In the real world exponential growth can’t continue forever; it is always the first part of an S-curve. This graph, from Preeti Gupta at UCSC, shows that in 2010, even before the floods in Thailand doubled $/GB overnight, the Kryder curve was flattening. Currently, disk is about seven times as expensive as it would have been had the pre-2010 Kryder’s Law continued. Industry projections are for 10–20 %/yr going forward – the red lines on the graph show that in 2020 disk is now expected to be 100–300 times more expensive than pre-2010 expectations.
Industry projections have a history of optimism, but if we believe that data grows at IDC’s 60 %/yr, disk density
grows at IHS iSuppli’s 20 %/yr, and IT budgets are essentially flat, the annual cost of storing a decade’s accumulated data is 20 times the first year’s cost.
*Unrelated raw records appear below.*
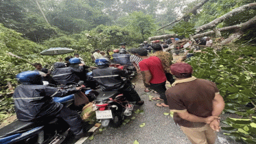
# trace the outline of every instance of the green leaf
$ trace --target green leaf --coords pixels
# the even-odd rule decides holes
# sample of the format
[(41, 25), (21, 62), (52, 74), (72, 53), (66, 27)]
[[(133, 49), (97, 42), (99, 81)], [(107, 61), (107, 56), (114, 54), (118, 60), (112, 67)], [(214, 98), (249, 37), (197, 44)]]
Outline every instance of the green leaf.
[(244, 133), (244, 134), (249, 134), (242, 128), (238, 128), (237, 132), (242, 132), (242, 133)]
[(235, 128), (233, 128), (233, 127), (222, 127), (221, 129), (224, 130), (229, 130), (229, 131), (231, 131), (231, 130), (235, 130)]
[(228, 99), (237, 99), (237, 98), (238, 98), (238, 97), (239, 97), (239, 94), (238, 93), (235, 93), (235, 94), (230, 95), (226, 98), (228, 98)]
[(170, 115), (172, 118), (174, 117), (174, 112), (170, 112)]
[(89, 140), (90, 140), (90, 141), (92, 141), (93, 139), (94, 139), (94, 136), (91, 136), (89, 137)]
[(139, 141), (138, 141), (135, 140), (135, 142), (133, 142), (133, 144), (139, 144)]
[(139, 125), (139, 127), (143, 128), (143, 127), (145, 126), (145, 125), (146, 125), (146, 123), (143, 123), (142, 124), (141, 124), (141, 125)]
[(248, 114), (255, 114), (255, 111), (253, 110), (248, 110), (246, 111), (246, 112), (248, 113)]
[(169, 115), (169, 113), (167, 113), (167, 112), (163, 112), (163, 115)]
[(139, 110), (139, 109), (137, 109), (137, 110), (135, 112), (135, 113), (138, 114), (138, 113), (139, 113), (139, 112), (140, 112), (140, 110)]
[(256, 128), (256, 123), (250, 123), (250, 125), (251, 125), (252, 128)]
[(244, 130), (245, 131), (246, 131), (246, 132), (248, 132), (248, 131), (250, 130), (250, 129), (249, 129), (249, 128), (248, 128), (248, 126), (245, 126), (245, 127), (244, 127)]
[(124, 121), (127, 123), (129, 123), (130, 122), (130, 119), (124, 119)]

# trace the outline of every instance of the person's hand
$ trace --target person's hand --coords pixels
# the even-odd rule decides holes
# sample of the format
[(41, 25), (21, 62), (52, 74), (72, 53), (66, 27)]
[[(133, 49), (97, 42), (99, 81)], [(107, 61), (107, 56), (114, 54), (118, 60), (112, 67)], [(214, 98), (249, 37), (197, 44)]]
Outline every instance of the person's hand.
[(205, 123), (209, 124), (211, 121), (213, 121), (214, 119), (220, 119), (220, 118), (217, 116), (210, 116), (205, 119)]
[(148, 83), (145, 82), (145, 86), (147, 87), (147, 88), (149, 88), (150, 86), (150, 82), (148, 82)]
[(220, 132), (220, 121), (217, 119), (214, 119), (213, 121), (210, 123), (210, 127), (214, 131)]
[(75, 89), (76, 90), (80, 90), (82, 88), (82, 87), (76, 87)]

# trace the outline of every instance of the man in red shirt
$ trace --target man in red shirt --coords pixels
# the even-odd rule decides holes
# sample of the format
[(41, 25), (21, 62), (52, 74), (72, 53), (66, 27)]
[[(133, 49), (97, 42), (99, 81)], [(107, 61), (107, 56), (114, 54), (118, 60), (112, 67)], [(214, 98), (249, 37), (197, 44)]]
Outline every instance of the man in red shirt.
[(164, 103), (157, 104), (156, 106), (168, 107), (165, 97), (166, 76), (160, 59), (156, 56), (148, 56), (148, 51), (144, 48), (139, 48), (136, 52), (142, 58), (139, 66), (145, 86), (156, 91), (164, 101)]

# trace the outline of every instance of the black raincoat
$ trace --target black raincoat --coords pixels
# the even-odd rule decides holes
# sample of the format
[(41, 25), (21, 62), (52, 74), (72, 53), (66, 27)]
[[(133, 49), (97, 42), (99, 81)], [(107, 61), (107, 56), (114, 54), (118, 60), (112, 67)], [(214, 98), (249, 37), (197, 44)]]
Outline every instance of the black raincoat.
[(78, 69), (65, 67), (62, 62), (56, 62), (55, 69), (51, 73), (54, 80), (60, 84), (67, 85), (68, 84), (78, 83), (80, 80), (75, 73), (82, 73), (83, 67), (80, 66)]
[(45, 85), (21, 84), (13, 95), (17, 118), (32, 121), (55, 117), (63, 106), (55, 102), (52, 97), (64, 97), (76, 91), (75, 88), (60, 90)]

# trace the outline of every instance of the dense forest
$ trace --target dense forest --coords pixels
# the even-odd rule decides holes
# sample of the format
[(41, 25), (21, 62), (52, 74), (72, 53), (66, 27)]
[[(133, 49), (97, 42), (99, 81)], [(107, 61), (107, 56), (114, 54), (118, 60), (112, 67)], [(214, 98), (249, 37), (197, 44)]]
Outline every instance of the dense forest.
[[(49, 69), (60, 58), (71, 55), (40, 55), (44, 49), (69, 47), (79, 53), (86, 64), (93, 65), (90, 56), (95, 49), (113, 49), (124, 42), (128, 49), (138, 47), (149, 37), (165, 34), (176, 34), (180, 38), (209, 36), (225, 40), (220, 42), (216, 38), (214, 42), (215, 47), (222, 50), (216, 52), (214, 47), (207, 48), (203, 50), (205, 53), (197, 53), (187, 62), (194, 68), (196, 77), (218, 84), (226, 103), (225, 112), (245, 118), (227, 119), (224, 123), (230, 127), (226, 128), (229, 130), (226, 134), (255, 143), (255, 2), (1, 0), (0, 121), (14, 115), (11, 95), (17, 84), (14, 79), (17, 73), (34, 69), (31, 64), (34, 62)], [(241, 9), (244, 5), (247, 6)], [(226, 16), (229, 12), (230, 14)], [(220, 19), (224, 15), (224, 19)], [(221, 36), (217, 34), (220, 32)], [(10, 53), (21, 58), (13, 57)]]

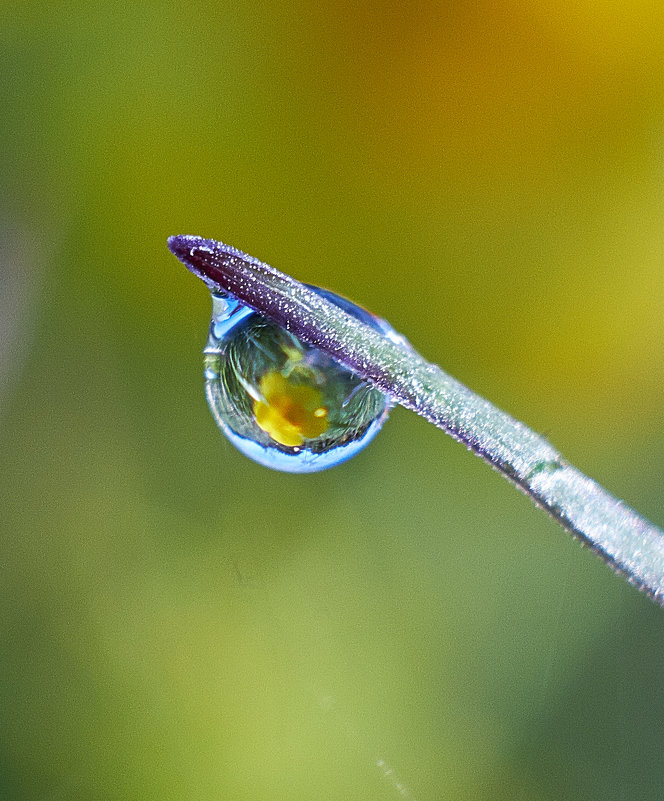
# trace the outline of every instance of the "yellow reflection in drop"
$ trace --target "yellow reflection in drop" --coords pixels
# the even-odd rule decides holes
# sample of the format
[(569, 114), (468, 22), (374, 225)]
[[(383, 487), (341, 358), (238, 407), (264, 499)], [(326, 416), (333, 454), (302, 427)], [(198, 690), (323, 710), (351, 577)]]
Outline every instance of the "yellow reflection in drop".
[(281, 373), (266, 373), (260, 380), (263, 400), (254, 400), (256, 422), (275, 442), (288, 447), (327, 430), (327, 409), (314, 387), (292, 384)]

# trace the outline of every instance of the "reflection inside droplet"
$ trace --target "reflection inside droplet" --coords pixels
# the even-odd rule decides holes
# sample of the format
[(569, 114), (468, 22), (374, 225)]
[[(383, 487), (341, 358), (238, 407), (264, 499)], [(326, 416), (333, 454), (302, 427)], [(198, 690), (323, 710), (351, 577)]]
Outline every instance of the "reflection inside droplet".
[[(312, 287), (381, 333), (392, 329)], [(212, 296), (205, 393), (219, 428), (246, 456), (293, 473), (351, 458), (378, 433), (389, 398), (317, 348), (238, 301)]]

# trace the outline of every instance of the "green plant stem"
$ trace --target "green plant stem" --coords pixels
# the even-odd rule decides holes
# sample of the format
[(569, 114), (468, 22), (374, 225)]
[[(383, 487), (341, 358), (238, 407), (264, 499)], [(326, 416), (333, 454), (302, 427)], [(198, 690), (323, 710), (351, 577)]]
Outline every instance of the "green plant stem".
[(664, 532), (566, 462), (543, 437), (404, 343), (273, 267), (211, 239), (171, 237), (169, 248), (210, 290), (274, 320), (463, 442), (664, 606)]

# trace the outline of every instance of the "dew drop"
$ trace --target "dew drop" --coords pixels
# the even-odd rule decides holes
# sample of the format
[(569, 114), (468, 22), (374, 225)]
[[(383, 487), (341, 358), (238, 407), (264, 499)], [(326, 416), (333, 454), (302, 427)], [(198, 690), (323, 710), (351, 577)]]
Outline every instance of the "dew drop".
[[(398, 336), (345, 298), (311, 288), (385, 336)], [(233, 445), (290, 473), (325, 470), (355, 456), (392, 407), (388, 396), (322, 351), (217, 294), (204, 376), (210, 411)]]

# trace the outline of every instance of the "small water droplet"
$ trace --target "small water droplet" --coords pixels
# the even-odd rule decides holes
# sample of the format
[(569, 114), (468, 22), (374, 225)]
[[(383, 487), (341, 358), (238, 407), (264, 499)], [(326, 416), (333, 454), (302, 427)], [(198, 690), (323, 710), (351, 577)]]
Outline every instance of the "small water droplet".
[[(383, 320), (312, 287), (385, 336)], [(292, 473), (350, 459), (376, 436), (390, 399), (317, 348), (238, 301), (212, 295), (204, 351), (205, 394), (214, 419), (242, 453)]]

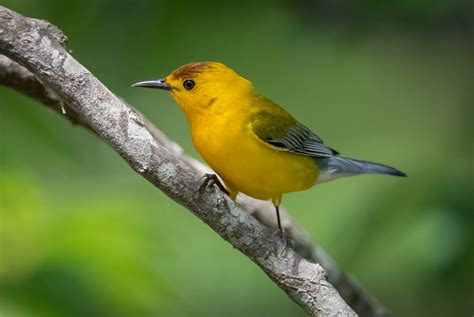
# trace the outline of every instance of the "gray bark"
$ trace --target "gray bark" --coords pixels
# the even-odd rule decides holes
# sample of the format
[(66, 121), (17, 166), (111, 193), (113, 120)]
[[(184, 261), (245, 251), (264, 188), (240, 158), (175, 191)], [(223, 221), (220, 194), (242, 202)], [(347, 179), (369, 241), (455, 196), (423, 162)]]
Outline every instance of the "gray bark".
[(328, 278), (361, 315), (387, 315), (285, 212), (283, 226), (298, 253), (285, 250), (285, 242), (274, 234), (275, 214), (269, 202), (239, 195), (238, 205), (214, 187), (196, 195), (200, 175), (209, 168), (186, 155), (77, 62), (57, 27), (0, 6), (0, 53), (5, 55), (0, 56), (1, 84), (96, 133), (138, 174), (259, 265), (309, 315), (356, 315)]

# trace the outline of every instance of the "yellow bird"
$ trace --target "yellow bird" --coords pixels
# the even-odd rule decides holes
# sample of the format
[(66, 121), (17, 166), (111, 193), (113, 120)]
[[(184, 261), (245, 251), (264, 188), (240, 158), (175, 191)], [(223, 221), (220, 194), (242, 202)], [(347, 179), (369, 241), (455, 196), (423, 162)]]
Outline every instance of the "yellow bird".
[[(194, 146), (235, 199), (239, 192), (273, 201), (285, 193), (357, 174), (405, 173), (338, 156), (323, 140), (252, 83), (221, 63), (186, 64), (163, 79), (134, 87), (167, 90), (186, 115)], [(218, 184), (220, 185), (220, 184)]]

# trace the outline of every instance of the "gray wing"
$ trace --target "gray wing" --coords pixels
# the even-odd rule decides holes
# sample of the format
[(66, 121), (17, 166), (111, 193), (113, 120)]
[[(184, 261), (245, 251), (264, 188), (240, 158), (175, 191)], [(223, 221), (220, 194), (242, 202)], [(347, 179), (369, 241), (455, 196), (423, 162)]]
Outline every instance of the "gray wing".
[(267, 137), (264, 141), (279, 150), (306, 156), (329, 157), (339, 154), (336, 150), (326, 146), (319, 136), (299, 122), (289, 128), (284, 136)]

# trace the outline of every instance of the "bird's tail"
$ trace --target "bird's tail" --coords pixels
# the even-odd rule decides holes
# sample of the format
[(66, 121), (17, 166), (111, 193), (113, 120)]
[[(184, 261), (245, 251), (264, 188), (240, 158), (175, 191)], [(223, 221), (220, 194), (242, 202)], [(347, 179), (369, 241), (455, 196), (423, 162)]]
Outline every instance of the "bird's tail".
[(387, 174), (407, 176), (402, 171), (380, 163), (360, 161), (347, 157), (331, 156), (316, 160), (319, 167), (318, 183), (327, 182), (339, 177), (359, 174)]

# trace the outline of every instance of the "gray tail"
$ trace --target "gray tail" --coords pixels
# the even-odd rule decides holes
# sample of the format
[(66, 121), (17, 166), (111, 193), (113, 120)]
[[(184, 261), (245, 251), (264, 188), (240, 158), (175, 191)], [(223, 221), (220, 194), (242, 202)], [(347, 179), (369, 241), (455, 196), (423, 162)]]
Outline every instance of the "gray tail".
[(360, 161), (347, 157), (330, 156), (316, 160), (320, 175), (318, 183), (327, 182), (339, 177), (359, 174), (387, 174), (393, 176), (407, 176), (402, 171), (380, 163)]

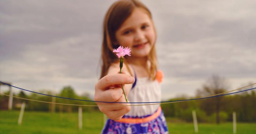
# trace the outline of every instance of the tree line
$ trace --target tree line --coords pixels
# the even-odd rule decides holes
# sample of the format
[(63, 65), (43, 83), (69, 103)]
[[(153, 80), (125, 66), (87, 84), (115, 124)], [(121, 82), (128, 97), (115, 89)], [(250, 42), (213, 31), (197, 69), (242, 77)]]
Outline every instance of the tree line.
[[(202, 87), (197, 91), (196, 95), (193, 98), (185, 96), (176, 97), (168, 101), (180, 100), (191, 98), (199, 98), (218, 94), (227, 91), (227, 86), (225, 80), (217, 76), (213, 76), (204, 84)], [(253, 86), (244, 90), (253, 88)], [(199, 122), (221, 122), (231, 121), (232, 113), (237, 113), (238, 121), (245, 122), (256, 122), (256, 90), (224, 96), (211, 98), (161, 105), (162, 109), (166, 117), (179, 119), (182, 121), (192, 121), (192, 111), (195, 110), (197, 120)], [(53, 94), (49, 91), (41, 92), (61, 97), (76, 99), (91, 100), (89, 94), (78, 95), (74, 88), (70, 86), (63, 88), (57, 94)], [(7, 92), (5, 94), (8, 94)], [(48, 102), (79, 105), (96, 105), (93, 102), (78, 101), (43, 95), (35, 93), (26, 94), (23, 91), (15, 96), (29, 99), (39, 100)], [(9, 97), (0, 96), (0, 109), (7, 109)], [(13, 109), (20, 109), (20, 104), (25, 102), (26, 104), (26, 110), (55, 111), (56, 112), (72, 112), (77, 111), (78, 106), (56, 105), (37, 102), (14, 98)], [(99, 111), (97, 107), (83, 107), (83, 111)], [(53, 109), (54, 110), (53, 110)]]

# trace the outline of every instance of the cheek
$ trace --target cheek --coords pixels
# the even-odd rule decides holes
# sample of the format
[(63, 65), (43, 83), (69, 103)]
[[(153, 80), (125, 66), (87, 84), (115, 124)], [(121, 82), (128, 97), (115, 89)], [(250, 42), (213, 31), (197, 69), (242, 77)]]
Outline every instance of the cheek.
[(148, 39), (149, 40), (151, 44), (153, 44), (155, 43), (156, 36), (154, 30), (151, 30), (150, 32), (149, 31), (147, 33), (147, 36)]
[(120, 38), (118, 42), (123, 47), (131, 47), (132, 45), (133, 39), (131, 37), (124, 37)]

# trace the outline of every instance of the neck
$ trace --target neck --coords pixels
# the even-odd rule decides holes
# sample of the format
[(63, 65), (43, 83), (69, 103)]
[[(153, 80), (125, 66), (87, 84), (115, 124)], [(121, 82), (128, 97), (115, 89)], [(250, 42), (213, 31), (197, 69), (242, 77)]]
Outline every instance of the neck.
[(144, 67), (147, 65), (147, 58), (144, 57), (129, 57), (127, 59), (130, 64), (136, 66), (142, 66)]

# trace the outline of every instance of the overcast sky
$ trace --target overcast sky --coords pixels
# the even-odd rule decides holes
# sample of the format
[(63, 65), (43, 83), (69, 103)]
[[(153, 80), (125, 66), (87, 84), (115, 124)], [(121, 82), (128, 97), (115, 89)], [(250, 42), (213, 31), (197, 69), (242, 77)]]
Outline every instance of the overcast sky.
[[(0, 81), (93, 95), (103, 20), (114, 1), (0, 1)], [(256, 1), (142, 1), (157, 31), (163, 100), (194, 95), (212, 75), (228, 90), (256, 82)]]

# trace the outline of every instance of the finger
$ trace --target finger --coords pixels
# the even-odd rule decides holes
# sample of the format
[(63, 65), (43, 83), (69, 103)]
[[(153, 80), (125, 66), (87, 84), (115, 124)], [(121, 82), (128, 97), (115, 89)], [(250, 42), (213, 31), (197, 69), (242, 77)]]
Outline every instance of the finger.
[(125, 71), (124, 70), (121, 70), (121, 73), (120, 73), (120, 71), (118, 71), (117, 72), (118, 74), (126, 74), (126, 72), (125, 72)]
[(134, 78), (125, 74), (117, 74), (106, 75), (101, 79), (95, 86), (95, 89), (106, 90), (114, 84), (131, 84), (134, 82)]
[[(115, 102), (125, 102), (125, 98), (124, 96), (123, 95), (122, 96), (118, 99)], [(128, 102), (129, 102), (128, 101)], [(127, 103), (103, 103), (103, 102), (97, 102), (97, 104), (99, 105), (99, 107), (100, 110), (102, 112), (103, 111), (109, 111), (113, 110), (119, 110), (124, 107), (127, 107), (127, 105), (129, 105), (130, 104)]]
[(120, 117), (123, 117), (124, 115), (129, 112), (131, 110), (131, 106), (128, 106), (124, 107), (123, 109), (118, 110), (115, 110), (110, 112), (111, 114), (113, 115), (113, 120), (117, 120), (121, 119)]
[(123, 90), (119, 87), (114, 87), (105, 91), (99, 91), (94, 100), (97, 101), (114, 102), (118, 100), (123, 95)]

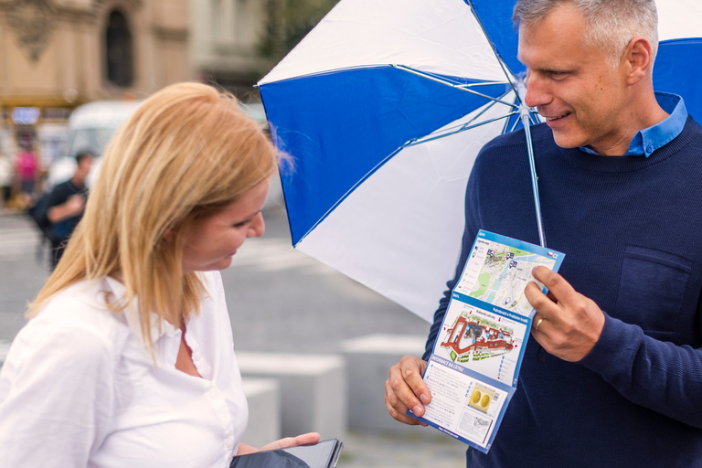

If at the start of the decade storage is 5 % of your budget, at the end it is more than 100 % of your budget.
We often conflate Kryder’s Law, which describes the increase in the areal density of bits on disk platters, with the cost of disk storage in $/GB, saying it roughly maps one-for-one into a decrease in the cost of disk drives. Daniel Rosenthal has investigated the relationship between bits/in2 and $/GB over the last couple of decades and concludes that about 3/4 of the decrease in $/GB can be attributed to the increase in bits/in2. There are three possible causes for the remaining 1/4:
Economies of scale. For most of the last two decades unit shipments of drives have been increasing, resulting in lower fixed costs per drive. Unfortunately, unit shipments are currently declining, so this effect has gone into reverse.
Manufacturing technology. The technology to build drives has improved greatly over the last couple of decades, resulting in lower variable costs per drive. Unfortunately HAMR, the next generation of disk drive technology has proven to be extraordinarily hard to manufacture, so this effect has gone into reverse.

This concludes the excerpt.